Jetzt bin ich allerdings von deinem Grundgedanken, dass du dich von der Ziel- und Absichtslosigkeit entlastet fühlst, völlig abgekommen und ins Theoretische gerutscht. Ich kehre dahin zurück, hänge den Gedanken der Entlastung aber an etwas aus meiner eigenen momentanen Lebenswirklichkeit. Und da ist es so, dass ich in den letzten Jahren das Gefühl hatte, dass eine Befreiung auf die nächste folgte, Schlag auf Schlag. Das ist vermutlich zum einen die ganz normale Entwicklung des Alterns, hat zum anderen mit einer Reihe von Ereignissen zu tun (Tod meines Mannes, Herzstillstand, Arbeit mit den geistig Behinderten) und wurde und wird zum dritten durch meine Begegnung mit Zen enorm verstärkt.

Aber auch damit schreibe ich wohl an dem vorbei, was du gemeint hast, denn das hat bei mir ja wenig mit Ziel- und Absichtslosigkeit zu tun. Oder vielleicht doch? Meine jetzigen Lebensumstände sind ja weiß Gott nicht von mir so vorausgesehen, geschweige denn geplant worden.
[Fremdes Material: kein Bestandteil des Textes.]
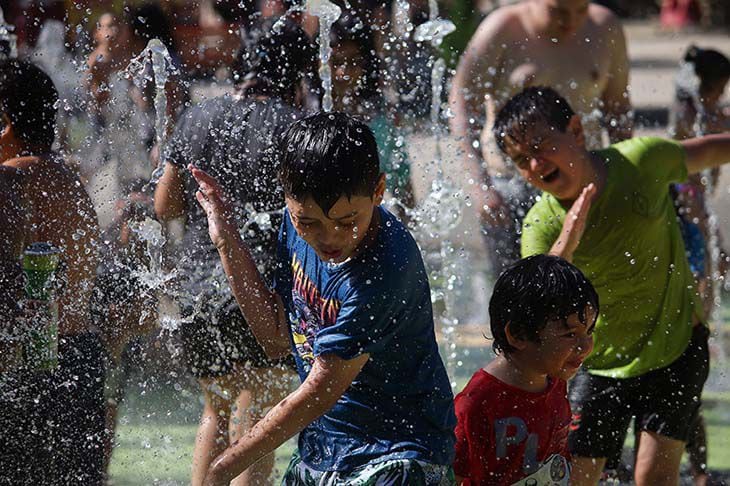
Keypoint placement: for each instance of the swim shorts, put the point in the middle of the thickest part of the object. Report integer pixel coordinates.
(393, 472)
(664, 401)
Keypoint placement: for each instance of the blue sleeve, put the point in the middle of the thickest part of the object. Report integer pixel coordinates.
(366, 323)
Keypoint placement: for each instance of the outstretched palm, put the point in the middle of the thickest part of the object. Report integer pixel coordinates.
(221, 226)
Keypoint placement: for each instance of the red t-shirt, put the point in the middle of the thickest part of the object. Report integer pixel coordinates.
(505, 434)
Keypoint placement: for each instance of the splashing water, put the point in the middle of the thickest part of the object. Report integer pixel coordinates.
(688, 81)
(154, 276)
(440, 212)
(328, 13)
(434, 31)
(156, 55)
(402, 25)
(7, 37)
(262, 219)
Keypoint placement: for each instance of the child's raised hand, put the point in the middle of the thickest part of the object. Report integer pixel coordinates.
(575, 224)
(210, 196)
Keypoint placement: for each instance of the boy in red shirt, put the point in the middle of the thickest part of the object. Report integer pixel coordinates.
(513, 415)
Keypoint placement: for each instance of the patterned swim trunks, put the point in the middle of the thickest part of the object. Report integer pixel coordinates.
(390, 473)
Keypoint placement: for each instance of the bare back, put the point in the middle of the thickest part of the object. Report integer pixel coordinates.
(62, 214)
(589, 69)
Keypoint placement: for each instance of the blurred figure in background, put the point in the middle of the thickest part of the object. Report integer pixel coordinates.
(573, 46)
(357, 89)
(61, 214)
(697, 110)
(230, 137)
(123, 307)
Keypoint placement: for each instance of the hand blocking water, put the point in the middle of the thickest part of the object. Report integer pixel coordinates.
(211, 198)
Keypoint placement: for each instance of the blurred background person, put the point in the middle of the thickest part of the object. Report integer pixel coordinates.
(230, 137)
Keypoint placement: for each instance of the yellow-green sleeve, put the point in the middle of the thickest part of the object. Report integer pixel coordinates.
(540, 228)
(661, 159)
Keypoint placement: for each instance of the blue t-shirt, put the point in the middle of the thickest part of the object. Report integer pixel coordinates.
(400, 406)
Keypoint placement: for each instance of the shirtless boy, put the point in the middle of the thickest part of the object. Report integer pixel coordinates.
(61, 214)
(573, 46)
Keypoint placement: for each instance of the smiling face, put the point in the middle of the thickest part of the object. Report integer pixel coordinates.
(106, 29)
(562, 346)
(335, 236)
(551, 160)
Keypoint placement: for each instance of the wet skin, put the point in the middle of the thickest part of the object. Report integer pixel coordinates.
(559, 351)
(337, 235)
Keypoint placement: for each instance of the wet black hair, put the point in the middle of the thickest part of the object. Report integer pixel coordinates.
(349, 28)
(533, 292)
(274, 58)
(28, 98)
(710, 66)
(327, 156)
(148, 21)
(528, 108)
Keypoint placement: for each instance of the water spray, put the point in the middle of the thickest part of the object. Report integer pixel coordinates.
(328, 13)
(8, 39)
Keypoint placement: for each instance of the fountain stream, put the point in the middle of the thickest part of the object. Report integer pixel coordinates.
(328, 13)
(688, 81)
(8, 39)
(440, 212)
(156, 56)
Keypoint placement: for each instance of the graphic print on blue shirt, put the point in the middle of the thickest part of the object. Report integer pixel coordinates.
(310, 314)
(400, 406)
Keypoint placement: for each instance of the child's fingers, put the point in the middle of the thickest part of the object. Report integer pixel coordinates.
(203, 178)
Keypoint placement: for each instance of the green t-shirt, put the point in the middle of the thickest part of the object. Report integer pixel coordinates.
(633, 253)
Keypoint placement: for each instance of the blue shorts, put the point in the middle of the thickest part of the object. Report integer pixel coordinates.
(390, 473)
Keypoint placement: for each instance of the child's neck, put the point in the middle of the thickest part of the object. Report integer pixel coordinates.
(512, 371)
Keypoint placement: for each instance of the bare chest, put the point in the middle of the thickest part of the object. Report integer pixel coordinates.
(578, 70)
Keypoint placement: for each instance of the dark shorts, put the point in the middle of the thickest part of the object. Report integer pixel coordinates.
(664, 401)
(53, 423)
(218, 338)
(387, 473)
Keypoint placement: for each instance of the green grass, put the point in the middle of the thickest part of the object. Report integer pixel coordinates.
(159, 417)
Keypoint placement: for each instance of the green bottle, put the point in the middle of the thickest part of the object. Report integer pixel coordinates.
(40, 344)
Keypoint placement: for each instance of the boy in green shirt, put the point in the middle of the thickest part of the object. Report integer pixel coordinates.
(609, 212)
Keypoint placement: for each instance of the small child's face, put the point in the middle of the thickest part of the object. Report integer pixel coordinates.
(549, 160)
(563, 346)
(336, 235)
(106, 29)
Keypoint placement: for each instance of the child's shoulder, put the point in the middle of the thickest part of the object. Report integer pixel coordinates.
(640, 150)
(481, 387)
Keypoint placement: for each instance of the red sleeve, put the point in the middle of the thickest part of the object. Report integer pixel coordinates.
(472, 437)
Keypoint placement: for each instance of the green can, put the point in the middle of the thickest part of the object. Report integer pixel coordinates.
(40, 343)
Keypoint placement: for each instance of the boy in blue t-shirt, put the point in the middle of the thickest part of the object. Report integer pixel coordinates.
(351, 299)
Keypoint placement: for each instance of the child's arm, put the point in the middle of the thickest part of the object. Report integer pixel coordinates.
(170, 194)
(327, 381)
(574, 225)
(261, 307)
(706, 152)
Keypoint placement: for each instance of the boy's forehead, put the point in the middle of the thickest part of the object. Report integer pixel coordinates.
(343, 207)
(526, 141)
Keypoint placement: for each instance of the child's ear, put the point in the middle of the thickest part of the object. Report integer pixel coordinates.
(379, 190)
(575, 127)
(512, 340)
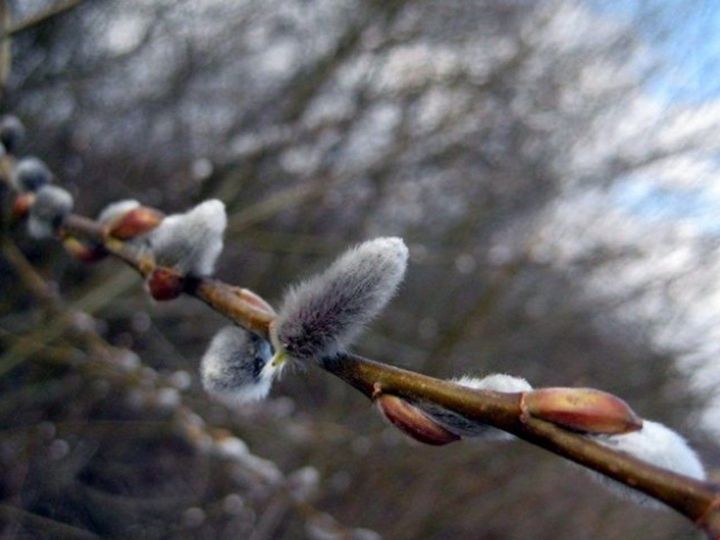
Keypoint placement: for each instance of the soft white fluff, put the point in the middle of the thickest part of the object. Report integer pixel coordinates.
(655, 444)
(467, 427)
(30, 174)
(51, 205)
(191, 242)
(321, 316)
(236, 367)
(116, 210)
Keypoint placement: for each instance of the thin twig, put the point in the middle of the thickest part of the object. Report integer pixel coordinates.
(697, 500)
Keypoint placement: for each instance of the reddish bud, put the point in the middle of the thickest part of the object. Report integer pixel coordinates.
(84, 252)
(22, 204)
(582, 409)
(249, 297)
(135, 222)
(165, 284)
(413, 422)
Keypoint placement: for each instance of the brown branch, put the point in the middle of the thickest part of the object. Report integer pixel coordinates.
(697, 500)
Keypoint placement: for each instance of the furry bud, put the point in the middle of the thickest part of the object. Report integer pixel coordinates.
(135, 223)
(657, 445)
(468, 427)
(51, 205)
(165, 284)
(582, 409)
(413, 422)
(12, 133)
(30, 174)
(237, 366)
(22, 204)
(322, 316)
(190, 242)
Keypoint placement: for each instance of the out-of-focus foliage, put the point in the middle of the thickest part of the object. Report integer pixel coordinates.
(489, 134)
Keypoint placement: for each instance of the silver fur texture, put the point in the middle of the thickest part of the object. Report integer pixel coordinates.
(655, 444)
(321, 316)
(51, 205)
(30, 174)
(191, 242)
(235, 367)
(12, 132)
Aber jetzt beginne ich mich zu vertüdeln ...

 

Staunen

Meine derzeitige Rückkehr in das philosophische Denken hat mir, da bin ich sicher, das Wunderbare des Denkens wieder nahegebracht und daher rührt meine Frage nach dem „Geist im Körper“. Wir hatten in Verbindung mit dem ZaZen über die Funktion des Gehirns gesprochen, nämlich die zu denken. Es denkt eben. Weiter nichts. Und so fließen die Ströme von Gedanken, ohne dass wir uns ihrer bewusst sind. Aber darüberhinaus entwickeln wir eben auch die bewussten, die reflektierenden Gedanken, wir ziehen logische Schlüsse, wir verleihen den Gedanken Kontur und Schärfe. Dies hat mich neuerlich fasziniert.

Das Staunen ist laut Platon der Anfang aller Philosophie! :-) Und gerade kommt mir der Gedanke: Das Staunen ist auch der Anfang der Liebe zur Welt, im Kleinen und im Großen. Jedenfalls bei mir. 🌾

B.



Kommentar hinzufügen

Kommentare

Es gibt noch keine Kommentare.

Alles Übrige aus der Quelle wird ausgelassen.